Beatitude 5 Justice League 2

 

Luke 18:2-8; Matthew 4:23-5:6

 

The Beatitudes (Matthew 5:1-12) are identified as the essential teaching of Jesus. Recorded in Matthew, within the larger section of the Sermon on the Mount (Matthew 5-7) they have always been taken seriously in the life of the Church but along a line ranging from literal to metaphorical, from concrete pragmatic directives to poetic unrealistic hopes of how heaven is. They present an inherent tension between now, and what is to come. But will we live it only in the future, or already today in the here and now?

 

Justice. It’s a hot topic for us these days. #metoo #blacklivesmatter The recent Brett Kavanaugh Senate Vote Debacle. The notions of himapthy, conversational safety, white fragility and religious freedom. It seems that in our current polarized culture, justice is the eyes of the beholder. What can be justice for one person is lamented as injustice for another. It’s almost as if justice is a zero-sum game of winners and losers. In the text, the word [dikaiosuné] can be translated into English at both righteousness and justice, with the emphasis that it comes from God and brings us into God’s reality.

 

We’ve inherited our cultural notion of justice across time and cultures.

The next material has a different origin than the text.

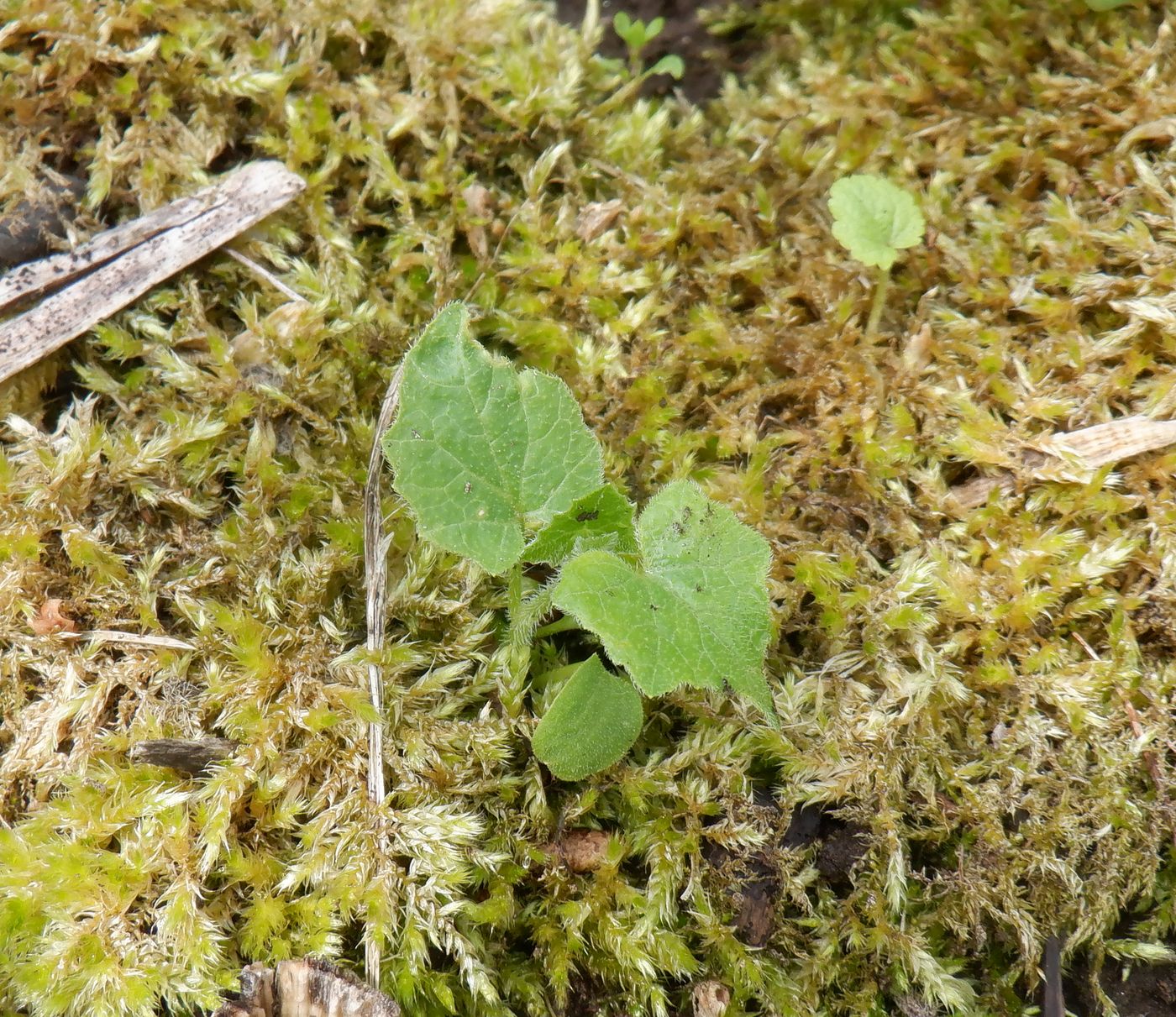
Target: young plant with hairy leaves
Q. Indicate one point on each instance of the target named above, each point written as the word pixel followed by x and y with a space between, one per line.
pixel 499 466
pixel 874 220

First personified in the Egyptian goddess MAAT, justice was the force that created order out of the primordial chaos. The Greek titaness THEMIS and her Roman version of JUSTITIA give us the vision of justice as a woman, carrying a sword, and scales (first used by MAAT) personifying divine order and natural law. It’s the vision we often see outside of our courthouses. In the Bible, justice comes from God and moves us toward and with God. It’s God’s desire for us to be whole as both individual creatures and a common creation. It’s in that sense that Rev. Dr. King Jr. pronounced that “injustice anywhere is a threat to justice everywhere”. There is a link between ourselves – each other – all of creation – and God.

 

Different philosophers have seen justice as both crucial and also subjectively important. Plato thought it was the paramount virtue which established rational order. Aristotle was more nuanced thinking that justice is the mean between committing injustice and suffering it, since the one is having more than one’s share, while the other is having less. Hobbes thought that it was an artificial virtue necessary for social order, and thus a strong state (government) was necessary to provide it, as each individual wanted a different justice.

 

Today we talk about justice – and hear this passage – with two diverging connotations. First, we may hear it as primarily about personal integrity, being right with God. Or we might hear it as the pursuit of universal social, economic, racial and political justice that God demands of us. Righteousness is often associated with the private practice of doing good (or God’s word); whereas the word justice is connected with a global responsibility to make sure that everyone lives in right relationship with one another, all of creation, and God. The meanings seem opposed, or divorced from one another. In fact, justice is divorced between thinking and acting, between epistemology (how we form and justify our beliefs) and practical morality (informing our private and public behavior). But here Jesus is talking about a justice that makes the whole whole.

 

Questions for the practice of Examen & Contemplation

  • What grabs your attention in this reading?
  • Which word do you prefer for the idea of God’s wholeness: justice or righteousness? Why?
  • The parable in Luke is of an angry woman who won’t let up in asking and advocating for justice (possibly similar to the women in the elevator with Senator Flake). How do you react to anger in the expression of justice or the pleading for it? What is Jesus saying about justice in this parable?
  • How and when have you experienced justice? injustice? How did that experience move you closer to the heart of God?
  • How have you participated in bringing about justice? How did that experience bring you further into God’s presence and/or made you more whole?
  • What does this parable mean for the way that you – us – live today?